The romance elements also sit a bit uneasily in the story. Billy's fragmented memories of his relationship with Kate are meant to deepen the emotional stakes of her death, but they sometimes feel like they're competing with the investigation rather than enhancing it. And a developing attraction with another character occasionally slows the momentum in a book that otherwise moves at breakneck speed.

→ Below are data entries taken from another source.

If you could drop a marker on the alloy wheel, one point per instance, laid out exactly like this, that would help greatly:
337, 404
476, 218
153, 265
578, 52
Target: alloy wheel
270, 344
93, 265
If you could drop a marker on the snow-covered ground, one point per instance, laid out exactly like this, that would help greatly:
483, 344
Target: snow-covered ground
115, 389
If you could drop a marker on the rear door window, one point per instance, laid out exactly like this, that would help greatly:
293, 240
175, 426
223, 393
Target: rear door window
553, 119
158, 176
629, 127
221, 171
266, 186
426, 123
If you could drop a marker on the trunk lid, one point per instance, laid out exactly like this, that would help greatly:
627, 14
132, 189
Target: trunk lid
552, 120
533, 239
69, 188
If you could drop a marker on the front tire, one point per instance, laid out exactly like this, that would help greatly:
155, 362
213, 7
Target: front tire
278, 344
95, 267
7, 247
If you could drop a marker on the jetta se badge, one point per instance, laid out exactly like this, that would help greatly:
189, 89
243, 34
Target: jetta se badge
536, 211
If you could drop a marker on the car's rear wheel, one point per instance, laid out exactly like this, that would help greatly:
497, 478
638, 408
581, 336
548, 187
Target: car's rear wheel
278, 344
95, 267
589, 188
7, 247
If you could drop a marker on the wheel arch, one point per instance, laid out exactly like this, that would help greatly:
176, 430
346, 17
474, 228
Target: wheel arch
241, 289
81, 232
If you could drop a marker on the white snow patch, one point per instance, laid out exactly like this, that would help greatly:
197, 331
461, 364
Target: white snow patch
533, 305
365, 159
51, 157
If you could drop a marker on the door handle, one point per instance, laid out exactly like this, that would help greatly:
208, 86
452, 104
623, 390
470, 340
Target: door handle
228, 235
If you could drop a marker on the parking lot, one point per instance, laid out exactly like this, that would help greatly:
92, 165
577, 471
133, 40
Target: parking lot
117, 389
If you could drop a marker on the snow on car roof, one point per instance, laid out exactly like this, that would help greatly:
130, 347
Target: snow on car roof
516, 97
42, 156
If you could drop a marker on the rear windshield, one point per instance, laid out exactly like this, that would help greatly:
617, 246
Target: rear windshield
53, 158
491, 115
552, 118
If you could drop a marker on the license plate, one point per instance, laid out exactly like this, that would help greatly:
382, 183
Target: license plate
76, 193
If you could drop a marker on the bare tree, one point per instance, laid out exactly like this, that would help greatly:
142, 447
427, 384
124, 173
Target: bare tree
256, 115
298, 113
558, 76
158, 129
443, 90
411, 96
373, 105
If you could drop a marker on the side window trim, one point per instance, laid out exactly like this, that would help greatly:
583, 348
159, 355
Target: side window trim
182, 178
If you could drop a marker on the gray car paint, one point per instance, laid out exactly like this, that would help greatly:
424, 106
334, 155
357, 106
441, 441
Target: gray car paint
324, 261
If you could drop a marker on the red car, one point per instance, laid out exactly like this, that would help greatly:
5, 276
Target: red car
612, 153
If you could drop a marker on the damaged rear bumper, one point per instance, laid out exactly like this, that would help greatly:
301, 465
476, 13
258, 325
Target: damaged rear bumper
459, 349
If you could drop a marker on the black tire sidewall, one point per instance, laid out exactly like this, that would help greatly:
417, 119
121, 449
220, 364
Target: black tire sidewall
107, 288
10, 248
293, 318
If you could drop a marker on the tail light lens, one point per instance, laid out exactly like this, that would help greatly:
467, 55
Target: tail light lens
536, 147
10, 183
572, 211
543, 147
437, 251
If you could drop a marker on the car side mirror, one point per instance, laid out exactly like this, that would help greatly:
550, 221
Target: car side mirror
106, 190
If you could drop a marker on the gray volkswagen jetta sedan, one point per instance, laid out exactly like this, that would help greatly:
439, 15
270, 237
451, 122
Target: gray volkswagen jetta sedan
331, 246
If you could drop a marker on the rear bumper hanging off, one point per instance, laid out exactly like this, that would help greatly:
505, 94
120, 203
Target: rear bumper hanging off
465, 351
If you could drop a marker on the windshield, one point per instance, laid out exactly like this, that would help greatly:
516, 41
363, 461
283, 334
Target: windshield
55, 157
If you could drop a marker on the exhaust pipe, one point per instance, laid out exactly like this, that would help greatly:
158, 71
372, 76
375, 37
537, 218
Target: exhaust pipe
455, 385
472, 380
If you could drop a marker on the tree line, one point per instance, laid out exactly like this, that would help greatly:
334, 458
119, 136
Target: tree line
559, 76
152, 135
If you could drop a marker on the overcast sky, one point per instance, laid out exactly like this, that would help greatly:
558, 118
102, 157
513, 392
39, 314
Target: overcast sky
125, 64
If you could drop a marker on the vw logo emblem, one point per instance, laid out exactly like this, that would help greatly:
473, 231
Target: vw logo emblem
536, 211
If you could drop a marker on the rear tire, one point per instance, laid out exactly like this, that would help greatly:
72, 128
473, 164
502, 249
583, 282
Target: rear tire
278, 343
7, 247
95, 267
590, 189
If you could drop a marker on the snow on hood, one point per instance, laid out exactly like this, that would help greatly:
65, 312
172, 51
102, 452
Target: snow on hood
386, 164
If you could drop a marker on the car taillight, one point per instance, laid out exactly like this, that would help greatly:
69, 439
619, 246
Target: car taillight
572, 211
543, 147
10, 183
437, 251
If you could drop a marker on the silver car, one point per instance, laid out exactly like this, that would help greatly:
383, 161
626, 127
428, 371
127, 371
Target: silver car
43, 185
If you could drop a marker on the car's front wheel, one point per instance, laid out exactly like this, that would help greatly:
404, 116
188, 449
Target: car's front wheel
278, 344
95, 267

But here's the thing: these are the kinds of flaws you notice after you've finished the book and are thinking back over the plot. In the moment, Patterson and Ellis keep you turning pages too fast to question the seams. The central mystery is genuinely compelling, the memory-loss device works better than it has any right to, and the Chicago corruption angle gives the story a weight and relevance that straight conspiracy thrillers often lack. Billy Harney is a protagonist worth following - flawed enough to be interesting, honest enough to root for, and uncertain enough about his own actions to keep you guessing about whether he deserves your sympathy. For a Patterson collaboration, this is exceptional work, and Ellis deserves significant credit for bringing the character depth and procedural authenticity that make it more than just a page-turner.
Rating: 4.5/5 ⭐
Perfect for: Fans of police procedurals and legal thrillers, readers who enjoy unreliable narrators and institutional corruption stories, anyone looking for a fast-paced mystery with more character depth than the typical Patterson novel.
Skip if: You need airtight plotting without any convenient coincidences, or you prefer thrillers that slow down for more introspective character work.